N is for Noomo by Nett

Noomo, the cover boy
I’m a kiddie lit junkie. I say it proudly. My library contains many of Lang’s Rainbow Fairy Tales books, AB THE CAVE BOY, as many of Terhune’s collie books as I can find, SOUTH SEA ADVENTURES, as many Freddie the Pig books as I can lay hands on, FIVE BOYS IN A CAVE, and Roger Nett’s THORNTREE MEADOWS.
THORNTREE MEADOWS was first published in 1957. I don’t know when I first read it, or when I lost it, but it was only a few years ago that my mother, through the power of the internet, surprised me by buying me a copy. I was afraid to re-read it, afraid it wouldn’t be as good as I remembered. I’m happy to report that it was.
Now, Kirkus gave it a bad review, which only means that the Kirkus reviewer is not seriously twisted. That could be a good thing, or a bad thing, depending on one’s attitude toward serious twistiosity.

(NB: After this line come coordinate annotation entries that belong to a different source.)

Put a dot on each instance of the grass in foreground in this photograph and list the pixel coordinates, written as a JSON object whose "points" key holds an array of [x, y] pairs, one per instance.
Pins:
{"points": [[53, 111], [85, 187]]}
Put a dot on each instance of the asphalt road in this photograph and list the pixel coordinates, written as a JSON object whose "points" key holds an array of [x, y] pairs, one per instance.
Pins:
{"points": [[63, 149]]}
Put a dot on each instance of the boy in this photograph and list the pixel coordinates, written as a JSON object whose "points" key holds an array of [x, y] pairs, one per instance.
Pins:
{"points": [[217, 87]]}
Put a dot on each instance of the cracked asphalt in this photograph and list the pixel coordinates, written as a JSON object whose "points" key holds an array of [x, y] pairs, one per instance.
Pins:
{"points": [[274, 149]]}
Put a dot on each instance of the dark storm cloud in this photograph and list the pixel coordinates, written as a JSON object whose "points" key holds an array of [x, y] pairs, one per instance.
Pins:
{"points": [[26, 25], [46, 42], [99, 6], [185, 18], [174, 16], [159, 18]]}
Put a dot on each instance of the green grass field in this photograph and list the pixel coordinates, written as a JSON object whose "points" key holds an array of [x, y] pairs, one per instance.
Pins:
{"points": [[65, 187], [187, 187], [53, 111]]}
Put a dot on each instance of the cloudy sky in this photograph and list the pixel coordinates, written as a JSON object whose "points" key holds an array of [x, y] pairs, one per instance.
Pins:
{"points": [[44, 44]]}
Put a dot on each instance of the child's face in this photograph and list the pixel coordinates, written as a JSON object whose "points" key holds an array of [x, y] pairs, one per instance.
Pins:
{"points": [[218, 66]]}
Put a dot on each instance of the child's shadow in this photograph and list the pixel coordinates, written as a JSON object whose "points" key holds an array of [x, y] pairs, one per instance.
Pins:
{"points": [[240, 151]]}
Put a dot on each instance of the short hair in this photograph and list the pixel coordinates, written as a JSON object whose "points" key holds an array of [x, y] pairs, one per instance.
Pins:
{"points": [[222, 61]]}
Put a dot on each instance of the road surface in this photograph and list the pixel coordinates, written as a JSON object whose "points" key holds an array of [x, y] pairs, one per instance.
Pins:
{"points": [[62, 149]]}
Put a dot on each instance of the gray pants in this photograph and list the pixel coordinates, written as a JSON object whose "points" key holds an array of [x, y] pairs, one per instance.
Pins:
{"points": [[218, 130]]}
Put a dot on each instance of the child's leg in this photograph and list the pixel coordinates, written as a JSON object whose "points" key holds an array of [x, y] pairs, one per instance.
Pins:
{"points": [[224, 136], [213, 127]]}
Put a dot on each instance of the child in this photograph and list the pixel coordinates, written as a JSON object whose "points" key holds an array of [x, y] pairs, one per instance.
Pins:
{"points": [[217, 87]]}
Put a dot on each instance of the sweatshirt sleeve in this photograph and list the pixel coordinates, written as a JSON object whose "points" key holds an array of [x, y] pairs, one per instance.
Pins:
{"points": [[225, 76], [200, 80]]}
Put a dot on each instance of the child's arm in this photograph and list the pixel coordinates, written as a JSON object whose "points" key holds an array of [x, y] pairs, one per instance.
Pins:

Noomo, the lead character in THORNTREE MEADOWS, is a hippopotamus who shares a bucolic area in what appears to be England? America? some temperate zone, at any rate, with an aardvark, a pig named Hamlet, and a living stuffed dog named Orlon. There is no explanation given of why these animals are in this place, or how a dog that is a toy dog with a tag sewn into his ear (that’s how they know his name is Orlon) is alive. The story doesn’t break stride when the aardvark’s den is flooded and they use Orlon to mop it out. He doesn’t mind.
Then there’s the time the ants kidnap the aardvark and hold him for ransom until he promises not to eat them anymore.
Noomo is a rather philosophical hippopotamus, though not quite the “uncarved block” that is Pooh.
THORNTREE MEADOWS makes me happy. And that’s a good thing.
A WRITING PROMPT FOR YOU: What was your character’s favorite story when he or she was little?